Im Rückspiel stand eine komplett andere Abwehrreihe auf dem Platz: Neben CFC-Eigengewächs Tom Scheffel (heute VSG Altglienicke) verteidigten Alexander Dartsch (ZFC Meuselwitz) sowie die Winterneuzugänge Marcus Hoffmann (Viktoria Berlin) und Mikko Sumosalu, der nach dem Abstieg in seine finnische Heimat ging.

Die Offensivspieler: Die einzigen CFC-Feldspieler, die in beiden Partien der Saison 2017/18 gegen Jena in der Startelf standen, waren die Mittelfeldakteure Dennis Grote, Julius Reinhardt und Florian Hansch. Publikumsliebling Grote blieb auch nach dem Abstieg in Chemnitz, schaffte mit dem CFC den Wiederaufstieg und ging dann in seine Heimat zurück. Mit Rot-Weiß Essen spielt er aktuell in der Regionalliga West um den Aufstieg mit, zudem hat er mit seinem Team gerade erst Drittligist KFC Uerdingen aus dem Verbandspokal-Wettbewerb gekegelt. Julius Reinhardt gehört mittlerweile zum Stammpersonal beim FSV Zwickau, Florian Hansch sitzt bei Drittliga-Tabellenführer Hallescher FC auf der Reservebank.

Im Hinspiel in Jena waren zudem Okan Aydin und Daniel Frahn in der Startelf. Aydin kickt mittlerweile bei Austria Klagenfurt in der 2. Liga Österreichs. Frahn, der in Jena den Treffer zum 1:1 erzielte, klagt aktuell vor dem Arbeitsgericht gegen seine fristlose Kündigung beim CFC (siehe Bericht auf Seite 9 in dieser Ausgabe).

Beim 1:0 gegen Jena im Rückspiel saß Frahn zunächst auf der Bank, stattdessen stürmten Miroslav Slavov (spielt jetzt beim lettischen Tabellenführer FC Riga) und Björn Kluft (inzwischen bei Oberligist TVD Velbert gelandet). Den Treffer zum ersten Erfolg nach acht sieglosen Spielen in Folge erzielte damals aber ein anderer: Tom Baumgart traf zum 1:0 gegen Jena.

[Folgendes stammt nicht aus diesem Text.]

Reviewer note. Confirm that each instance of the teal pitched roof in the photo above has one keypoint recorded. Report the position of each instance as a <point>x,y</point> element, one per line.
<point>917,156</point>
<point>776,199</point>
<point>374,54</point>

Der 21-Jährige ist mittlerweile auf dem besten Weg, bei Zweitligist FC Erzgebirge Aue zum Stammspieler zu werden.

Die Trainer: Die Saison 2017/18 startete der CFC mit Horst Steffen als Cheftrainer. Nach nur fünf Siegen aus 23 Spielen wurde der ehemalige Bundesligaspieler zum Jahreswechsel entlassen. Mittlerweile trainiert er den SV Elversberg, mit dem er in der Regionalliga Südwest auf Rang 3 steht. Steffens Nachfolger in Chemnitz wurde David Bergner. Er konnte den Abstieg nicht verhindern, schaffte ein Jahr später aber den direkten Wiederaufstieg, bevor er vor zwei Wochen von seinem Posten zurücktrat. Co-Trainer beider Chefs war übrigens Sreto Ristic - der aktuelle Interimscoach ist also der einzige, der vom damaligen Team übrig geblieben ist.